La existencialista que fingía no serlo.

La lluvia y el frío estaban entumeciendo su alma hasta privarla de emoción alguna. La vida estaba desfilando con infinita crueldad, tornándose hiel y tormento y todo era preferible a seguir soportando las infamas dudas. Sintió su propia mirada – expresión robada- rota a martillazos. Escuchó el eco vacío de un gélido silencio, que con sus ausencias ahogaba todos los entornos. Sintió caerse de rodillas, mientras la llama parpadeante de una vela taladraba sus recuerdos, quemándola por dentro. Observó a las sombras alargarse a su alrededor cual extensión de un averno.

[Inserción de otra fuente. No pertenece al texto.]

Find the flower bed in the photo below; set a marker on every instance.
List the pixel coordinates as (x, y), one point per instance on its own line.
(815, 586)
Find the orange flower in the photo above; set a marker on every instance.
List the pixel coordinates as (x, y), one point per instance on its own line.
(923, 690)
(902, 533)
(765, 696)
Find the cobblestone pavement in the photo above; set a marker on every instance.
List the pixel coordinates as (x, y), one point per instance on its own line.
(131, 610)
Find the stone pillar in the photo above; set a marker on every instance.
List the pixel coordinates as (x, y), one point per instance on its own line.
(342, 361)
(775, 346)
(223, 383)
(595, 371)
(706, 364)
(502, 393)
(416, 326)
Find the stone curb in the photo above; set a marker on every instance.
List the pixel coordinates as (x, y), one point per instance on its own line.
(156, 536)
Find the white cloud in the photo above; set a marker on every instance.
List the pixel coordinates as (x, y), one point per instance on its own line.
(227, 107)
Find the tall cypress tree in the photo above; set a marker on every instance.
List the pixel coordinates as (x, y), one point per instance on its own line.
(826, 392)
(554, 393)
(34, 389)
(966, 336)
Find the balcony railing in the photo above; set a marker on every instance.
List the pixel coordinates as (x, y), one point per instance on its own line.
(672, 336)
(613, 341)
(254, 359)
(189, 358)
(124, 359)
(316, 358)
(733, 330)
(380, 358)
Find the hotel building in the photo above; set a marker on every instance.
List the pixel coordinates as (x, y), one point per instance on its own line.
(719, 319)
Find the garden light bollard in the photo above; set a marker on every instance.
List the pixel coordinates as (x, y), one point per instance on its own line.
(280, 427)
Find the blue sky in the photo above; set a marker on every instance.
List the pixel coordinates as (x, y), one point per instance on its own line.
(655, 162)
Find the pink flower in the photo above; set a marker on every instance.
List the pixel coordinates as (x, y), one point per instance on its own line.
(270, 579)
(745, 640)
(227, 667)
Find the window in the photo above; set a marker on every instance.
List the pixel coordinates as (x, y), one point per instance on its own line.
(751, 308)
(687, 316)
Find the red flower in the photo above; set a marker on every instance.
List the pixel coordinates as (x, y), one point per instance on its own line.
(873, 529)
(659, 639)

Se incorporé bramando, llena de una rabia sorda y echó a andar. Sin rumbo, ajena a cualquier cosa, lejos de todo, sin un soplo de esperanza, prendido de abandono, su destino se había cansado de barajar las cartas y le susurraba cansado con aliento de tragedia, elevándose al rango de la estupidez.

Ella  ya no era más que un hueco personaje que escondía toda su verdad en las fauces de la ficción.
Ahora sabía que resultaría imposible sobrevivir a un estado creciente de realidad. ¿Su vida? ¿¡La de todos?! ¡Era un hecho molecular – simple biología –!
Ya se había condenado a sí misma a ser un animal moral completamente abandonado en el universo. Su propia inteligencia se limitaba en sí, mientras respondía equivocada a todas sus preguntas, generadas en su impotencia, como mera defensa (respuesta emocional) ante la nada absoluta que ella negaba admitir.